We’re just over four months from when Article 50 pulls the UK out of the bloc and yet we are no nearer to knowing the outcome. Indeed, prime minister Theresa May’s political fragility means that any number of outcomes cannot be ruled out, from a chaotic ‘no-deal’ Brexit to the country avoiding any departure at all by way of a so-called People’s Vote.
Clipped wings
Those fearful over a prolonged and/or painful exit from the EU may want to give FTSE 100 retailer Kingfisher (LSE: KGF) an extremely wide berth.
Conditions on the UK high street have been steadily deteriorating over the past several months as the Brexit fog has intensified, and I believe there’s scope for things to get much worse before they get better. And latest data from the Office for National Statistics underlined the extent of the problem, total retail sales growing just 0.4% in the three months to October versus 2.3% in the quarter to July.

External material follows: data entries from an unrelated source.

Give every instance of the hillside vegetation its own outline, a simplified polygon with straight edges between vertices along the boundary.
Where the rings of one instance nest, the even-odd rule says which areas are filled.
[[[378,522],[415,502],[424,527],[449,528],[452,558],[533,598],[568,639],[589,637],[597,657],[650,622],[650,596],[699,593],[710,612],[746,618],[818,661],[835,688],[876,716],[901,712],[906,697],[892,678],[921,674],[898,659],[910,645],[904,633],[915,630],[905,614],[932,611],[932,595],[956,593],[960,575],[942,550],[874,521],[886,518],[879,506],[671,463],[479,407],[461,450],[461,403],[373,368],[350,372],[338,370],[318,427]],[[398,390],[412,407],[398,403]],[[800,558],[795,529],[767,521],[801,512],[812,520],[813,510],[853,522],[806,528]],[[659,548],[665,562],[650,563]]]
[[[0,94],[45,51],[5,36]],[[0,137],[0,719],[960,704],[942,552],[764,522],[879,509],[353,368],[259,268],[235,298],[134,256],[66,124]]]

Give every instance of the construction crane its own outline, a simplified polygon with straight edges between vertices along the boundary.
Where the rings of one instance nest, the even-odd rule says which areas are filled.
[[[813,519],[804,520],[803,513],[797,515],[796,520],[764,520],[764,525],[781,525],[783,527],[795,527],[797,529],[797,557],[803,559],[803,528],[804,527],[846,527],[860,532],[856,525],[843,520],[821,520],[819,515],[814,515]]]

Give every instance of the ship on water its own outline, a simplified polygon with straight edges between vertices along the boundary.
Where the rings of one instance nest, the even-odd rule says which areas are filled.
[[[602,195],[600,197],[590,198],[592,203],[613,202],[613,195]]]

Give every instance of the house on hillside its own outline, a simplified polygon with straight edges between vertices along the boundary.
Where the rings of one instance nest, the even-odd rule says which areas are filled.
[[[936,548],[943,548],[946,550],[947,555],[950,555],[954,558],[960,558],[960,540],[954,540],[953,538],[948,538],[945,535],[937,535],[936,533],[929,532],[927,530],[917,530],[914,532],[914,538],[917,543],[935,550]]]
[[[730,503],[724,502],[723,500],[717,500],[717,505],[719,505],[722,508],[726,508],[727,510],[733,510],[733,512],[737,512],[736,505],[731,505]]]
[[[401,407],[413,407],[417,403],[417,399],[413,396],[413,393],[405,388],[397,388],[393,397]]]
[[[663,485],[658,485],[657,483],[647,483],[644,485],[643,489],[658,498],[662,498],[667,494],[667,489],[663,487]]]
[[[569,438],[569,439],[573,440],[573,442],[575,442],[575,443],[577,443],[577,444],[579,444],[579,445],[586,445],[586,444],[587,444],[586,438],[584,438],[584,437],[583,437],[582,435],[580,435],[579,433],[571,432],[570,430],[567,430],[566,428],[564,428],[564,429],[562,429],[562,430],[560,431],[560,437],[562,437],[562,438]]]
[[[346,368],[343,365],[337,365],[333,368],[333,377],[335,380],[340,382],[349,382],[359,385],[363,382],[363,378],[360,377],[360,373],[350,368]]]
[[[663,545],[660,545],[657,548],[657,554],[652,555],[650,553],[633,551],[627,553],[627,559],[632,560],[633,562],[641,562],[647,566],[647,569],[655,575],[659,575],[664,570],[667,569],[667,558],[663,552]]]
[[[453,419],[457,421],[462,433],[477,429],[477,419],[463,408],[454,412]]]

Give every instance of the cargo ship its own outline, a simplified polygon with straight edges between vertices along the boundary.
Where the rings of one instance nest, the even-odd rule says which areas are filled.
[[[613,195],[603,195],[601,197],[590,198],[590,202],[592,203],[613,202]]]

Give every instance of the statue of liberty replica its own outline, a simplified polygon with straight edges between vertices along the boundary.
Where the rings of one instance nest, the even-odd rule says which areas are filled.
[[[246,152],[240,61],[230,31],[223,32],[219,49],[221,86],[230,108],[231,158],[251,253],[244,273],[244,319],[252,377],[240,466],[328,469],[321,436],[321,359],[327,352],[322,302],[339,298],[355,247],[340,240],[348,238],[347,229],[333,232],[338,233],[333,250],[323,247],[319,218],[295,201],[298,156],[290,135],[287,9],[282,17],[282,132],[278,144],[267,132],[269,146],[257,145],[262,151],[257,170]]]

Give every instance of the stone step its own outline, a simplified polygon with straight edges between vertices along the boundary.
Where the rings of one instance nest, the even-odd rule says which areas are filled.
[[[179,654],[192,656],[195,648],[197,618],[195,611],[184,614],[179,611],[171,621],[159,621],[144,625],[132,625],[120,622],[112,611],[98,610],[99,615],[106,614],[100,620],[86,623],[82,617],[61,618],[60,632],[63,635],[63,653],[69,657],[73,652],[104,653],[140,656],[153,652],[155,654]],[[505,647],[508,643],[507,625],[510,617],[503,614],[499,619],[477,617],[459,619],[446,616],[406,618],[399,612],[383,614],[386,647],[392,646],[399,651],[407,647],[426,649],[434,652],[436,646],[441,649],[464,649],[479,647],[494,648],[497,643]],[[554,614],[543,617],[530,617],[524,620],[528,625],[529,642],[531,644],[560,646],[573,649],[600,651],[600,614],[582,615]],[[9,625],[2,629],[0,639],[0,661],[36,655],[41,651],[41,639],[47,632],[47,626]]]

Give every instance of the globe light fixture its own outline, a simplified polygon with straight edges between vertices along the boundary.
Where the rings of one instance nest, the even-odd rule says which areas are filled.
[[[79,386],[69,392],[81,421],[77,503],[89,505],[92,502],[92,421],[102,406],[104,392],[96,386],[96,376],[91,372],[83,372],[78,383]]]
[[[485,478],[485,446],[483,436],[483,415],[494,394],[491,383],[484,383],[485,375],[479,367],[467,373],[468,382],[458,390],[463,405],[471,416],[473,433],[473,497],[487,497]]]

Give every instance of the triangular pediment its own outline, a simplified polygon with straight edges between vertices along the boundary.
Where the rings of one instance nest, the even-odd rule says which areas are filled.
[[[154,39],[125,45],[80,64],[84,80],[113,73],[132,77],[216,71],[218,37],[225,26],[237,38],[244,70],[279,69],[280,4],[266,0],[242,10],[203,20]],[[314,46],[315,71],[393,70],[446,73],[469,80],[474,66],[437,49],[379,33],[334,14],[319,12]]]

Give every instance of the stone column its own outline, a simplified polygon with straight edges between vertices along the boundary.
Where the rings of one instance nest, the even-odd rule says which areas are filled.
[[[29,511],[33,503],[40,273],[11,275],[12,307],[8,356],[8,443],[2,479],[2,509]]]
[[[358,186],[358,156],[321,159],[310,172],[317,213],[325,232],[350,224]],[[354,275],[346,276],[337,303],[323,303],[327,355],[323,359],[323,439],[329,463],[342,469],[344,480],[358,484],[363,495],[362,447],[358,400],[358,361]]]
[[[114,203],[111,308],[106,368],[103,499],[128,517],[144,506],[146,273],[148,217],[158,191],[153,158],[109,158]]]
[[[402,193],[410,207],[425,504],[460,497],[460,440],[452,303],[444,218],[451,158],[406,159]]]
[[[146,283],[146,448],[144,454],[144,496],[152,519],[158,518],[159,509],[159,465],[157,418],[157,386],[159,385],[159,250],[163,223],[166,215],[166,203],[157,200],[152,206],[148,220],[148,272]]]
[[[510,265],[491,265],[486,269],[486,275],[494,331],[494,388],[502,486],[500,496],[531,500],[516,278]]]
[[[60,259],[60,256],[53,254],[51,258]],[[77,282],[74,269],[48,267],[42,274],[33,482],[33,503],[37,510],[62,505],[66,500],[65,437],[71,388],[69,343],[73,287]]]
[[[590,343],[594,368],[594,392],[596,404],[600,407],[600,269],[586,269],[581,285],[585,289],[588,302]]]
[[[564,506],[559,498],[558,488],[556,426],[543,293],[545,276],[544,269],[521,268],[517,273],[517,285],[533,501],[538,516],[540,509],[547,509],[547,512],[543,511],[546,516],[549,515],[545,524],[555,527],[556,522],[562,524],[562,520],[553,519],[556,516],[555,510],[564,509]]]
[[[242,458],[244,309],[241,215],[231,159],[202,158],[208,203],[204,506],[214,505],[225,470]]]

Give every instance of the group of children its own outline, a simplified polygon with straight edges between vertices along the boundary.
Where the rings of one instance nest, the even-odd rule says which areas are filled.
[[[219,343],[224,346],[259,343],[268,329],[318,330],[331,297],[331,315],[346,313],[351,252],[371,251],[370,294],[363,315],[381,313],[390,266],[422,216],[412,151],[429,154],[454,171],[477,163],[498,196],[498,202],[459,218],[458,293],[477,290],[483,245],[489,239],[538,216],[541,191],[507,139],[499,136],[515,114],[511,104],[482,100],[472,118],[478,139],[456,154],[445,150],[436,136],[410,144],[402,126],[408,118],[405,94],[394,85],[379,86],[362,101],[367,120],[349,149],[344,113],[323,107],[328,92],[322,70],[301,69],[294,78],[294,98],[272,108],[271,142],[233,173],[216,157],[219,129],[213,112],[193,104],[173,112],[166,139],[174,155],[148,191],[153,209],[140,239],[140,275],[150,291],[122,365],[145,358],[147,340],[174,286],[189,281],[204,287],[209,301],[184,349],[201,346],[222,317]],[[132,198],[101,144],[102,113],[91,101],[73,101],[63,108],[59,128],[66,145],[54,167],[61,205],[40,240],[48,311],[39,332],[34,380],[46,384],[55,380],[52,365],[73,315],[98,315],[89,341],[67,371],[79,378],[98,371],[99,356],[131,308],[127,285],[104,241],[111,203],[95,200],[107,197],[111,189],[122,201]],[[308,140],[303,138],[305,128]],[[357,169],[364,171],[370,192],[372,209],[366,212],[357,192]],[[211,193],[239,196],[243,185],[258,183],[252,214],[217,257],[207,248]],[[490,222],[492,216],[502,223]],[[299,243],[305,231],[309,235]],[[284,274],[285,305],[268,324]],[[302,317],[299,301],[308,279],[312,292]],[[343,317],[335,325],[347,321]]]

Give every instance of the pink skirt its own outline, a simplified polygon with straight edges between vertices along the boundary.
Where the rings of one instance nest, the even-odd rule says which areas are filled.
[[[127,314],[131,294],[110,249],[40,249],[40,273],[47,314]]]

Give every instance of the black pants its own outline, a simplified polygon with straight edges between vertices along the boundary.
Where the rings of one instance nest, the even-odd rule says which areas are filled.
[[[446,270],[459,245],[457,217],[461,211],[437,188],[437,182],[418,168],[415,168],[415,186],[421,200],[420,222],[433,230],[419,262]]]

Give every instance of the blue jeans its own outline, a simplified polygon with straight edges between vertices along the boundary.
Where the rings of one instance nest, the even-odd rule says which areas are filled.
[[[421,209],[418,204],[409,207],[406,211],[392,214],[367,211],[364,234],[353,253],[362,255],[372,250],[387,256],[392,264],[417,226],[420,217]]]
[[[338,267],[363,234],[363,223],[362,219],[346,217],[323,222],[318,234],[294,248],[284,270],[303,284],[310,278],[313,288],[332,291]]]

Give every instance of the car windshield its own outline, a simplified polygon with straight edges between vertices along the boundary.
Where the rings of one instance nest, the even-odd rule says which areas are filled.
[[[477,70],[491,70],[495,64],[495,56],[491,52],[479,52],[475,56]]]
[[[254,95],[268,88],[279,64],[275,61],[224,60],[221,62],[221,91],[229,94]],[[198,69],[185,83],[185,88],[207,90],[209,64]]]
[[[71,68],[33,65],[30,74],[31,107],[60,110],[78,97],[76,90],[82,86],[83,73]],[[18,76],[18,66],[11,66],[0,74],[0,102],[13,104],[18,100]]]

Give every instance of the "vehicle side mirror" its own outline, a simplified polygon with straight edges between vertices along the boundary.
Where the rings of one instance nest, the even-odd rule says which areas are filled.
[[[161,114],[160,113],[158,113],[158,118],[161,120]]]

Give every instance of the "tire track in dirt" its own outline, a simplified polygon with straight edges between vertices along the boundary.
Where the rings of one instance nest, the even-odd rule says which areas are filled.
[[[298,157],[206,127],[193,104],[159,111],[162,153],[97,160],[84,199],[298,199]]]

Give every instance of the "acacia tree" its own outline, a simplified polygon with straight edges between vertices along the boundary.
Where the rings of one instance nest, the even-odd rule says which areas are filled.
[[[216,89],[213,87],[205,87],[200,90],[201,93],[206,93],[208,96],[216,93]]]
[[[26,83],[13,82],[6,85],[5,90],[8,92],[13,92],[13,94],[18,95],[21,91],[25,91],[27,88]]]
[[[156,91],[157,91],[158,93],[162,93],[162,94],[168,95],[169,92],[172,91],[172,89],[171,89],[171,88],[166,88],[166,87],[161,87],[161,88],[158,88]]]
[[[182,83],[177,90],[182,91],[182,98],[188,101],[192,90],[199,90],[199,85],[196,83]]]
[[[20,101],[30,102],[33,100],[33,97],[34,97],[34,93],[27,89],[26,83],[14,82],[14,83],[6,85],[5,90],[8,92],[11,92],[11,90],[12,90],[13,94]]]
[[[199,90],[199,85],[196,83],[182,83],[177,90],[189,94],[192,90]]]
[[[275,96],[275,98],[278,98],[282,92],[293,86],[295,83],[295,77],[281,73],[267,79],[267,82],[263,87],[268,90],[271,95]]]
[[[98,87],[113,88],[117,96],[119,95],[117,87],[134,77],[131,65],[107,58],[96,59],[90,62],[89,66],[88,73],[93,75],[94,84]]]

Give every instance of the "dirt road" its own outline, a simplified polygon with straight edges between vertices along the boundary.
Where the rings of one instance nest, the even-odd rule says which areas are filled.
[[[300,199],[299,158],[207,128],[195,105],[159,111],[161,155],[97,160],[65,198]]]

Kingfisher’s sliding share price since the spring — down 32% from the beginning of March, in fact — exemplifies these difficulties but this is not the only problem for the B&Q operator. In fact, its woes are threefold: those aforementioned pressures on Britons’ spending power; the drag created by its stuttering restructuring problem; and a troubled DIY sector in its other major market of France.
These problems were reflected in Kingfisher’s interim results of September when it declared that adjusted pre-tax profits had sunk 18% in the six months to July, to £323m. Back then chief executive Véronique Laury also advised that “the outlook for our main markets continues to be mixed.”
Danger ahead
Considering that the broad trading environment has only worsened since the summer I think that third-quarter trading numbers scheduled for tomorrow (November 21) could send the firm’s share price sinking yet again.
It’s not a surprise to have seen City analysts cutting their earnings estimates in the past few months and I can envision further reductions occurring in the wake of those Q3 results (profits rises of 7% and 20% are currently forecast for the years to January 2019 and 2020 respectively).
Because of this, Kingfisher’s low valuation, a forward P/E multiple of 10.5 times, doesn’t much tempt me. And nor do predictions of a 10.9p per share dividend for this year, up from 10.82p last year, or a 12.5p payout for fiscal 2020, projections that yield 4.5% and 5.1%.
So murky is the company’s medium-term earnings outlook, and so strained is its balance sheet that expectations of any sort of dividend hike look fanciful at best. All things considered, I reckon the risks at Kingfisher far outweigh the potential rewards in the current climate, and I therefore believe the retail play should be avoided at all costs.